I was expecting ulmfit to perform at least as good as plain bidirectional lstm but it didn’t happen on my dataset. To be specific, I was following the text classification tutorial using ULMFIT (https://www.analyticsvidhya.com/blog/2018/11/tutorial-text-classification-ulmfit-fastai-library/) but used on my own data with 1300 sentences and 3 classes (negative, neutral, positive). However, the accuracy I got is only 50% with ULMFIT.
Some obviously weird behaviors:
- The classification model doesn’t even perform well on the training data (accuracy 40%), even when I set fit_one_cycle running multiple rounds;
- The plain bidirectional LSTM got accuracy of 70%.
Usually if performance is that far off of your expectations, it’s an indication that you did something wrong (as opposed to an issue with the algorithm itself). I’d recommend starting from the fastai IMDB notebook and see if you get better results. I’ve been using fastai’s implementation of ULMFiT for about 8 months now and have consistently found really good performance, even on challenging problems (here is a link to a blog post detailing one of these experiments)
I took a quick look at the link you referenced and one thing that I find weird is their removal of stop words - that is not something that is done with the modern techniques that use language modeling. Probably even more importantly, I see that they don’t use the learning rate finder (
lr_find()) - that will have a BIG impact when using fastai. In my experience, using a sub-optimal learning rate could produce the results that you would see.

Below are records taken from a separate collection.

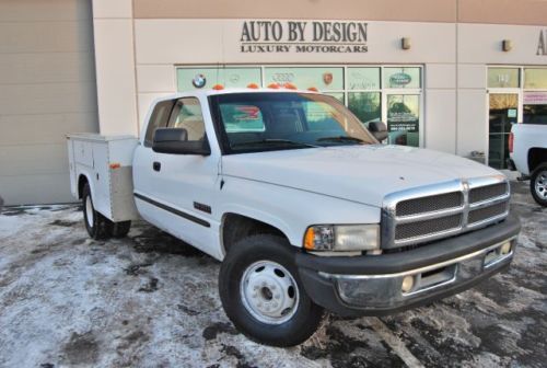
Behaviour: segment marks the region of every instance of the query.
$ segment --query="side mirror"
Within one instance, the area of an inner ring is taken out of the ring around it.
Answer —
[[[370,122],[369,123],[369,131],[380,142],[387,138],[387,126],[383,122]]]
[[[158,153],[211,154],[207,136],[202,140],[188,140],[188,131],[184,128],[155,129],[152,150]]]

If you are getting 70% accuracy with the bidirectional LSTM, I would expect ULMFiT to be in the upper 60s (though on just a 3-class problem, I’m quite surprised that you aren’t seeing better performance)
Thank for pointing out! The accuracy does improve to 56% after applying the steps mirroring the IMDB notebook (using the classification training data to fine tune the language model). However, it still is 13% worse than bidirectional LSTM which seems bad. There are many numbers and dates in my data that probably need some special tokenization.
The tutorial that you are following is going for text preprocessing and cleaning and it ends up distorting the sentences.
You do not need to do those steps and in place of that it is better to just follow steps similar to the IMDB notebook of Jeremy/fastai.
You can go through this Colab Notebook, and you will find that I have better LM (13% vs 30% accuracy) and finally that led to us getting better accuracy(90% vs 95%) as well.
Just remove the preprocessing part and update us as well after that how it impacted your performance.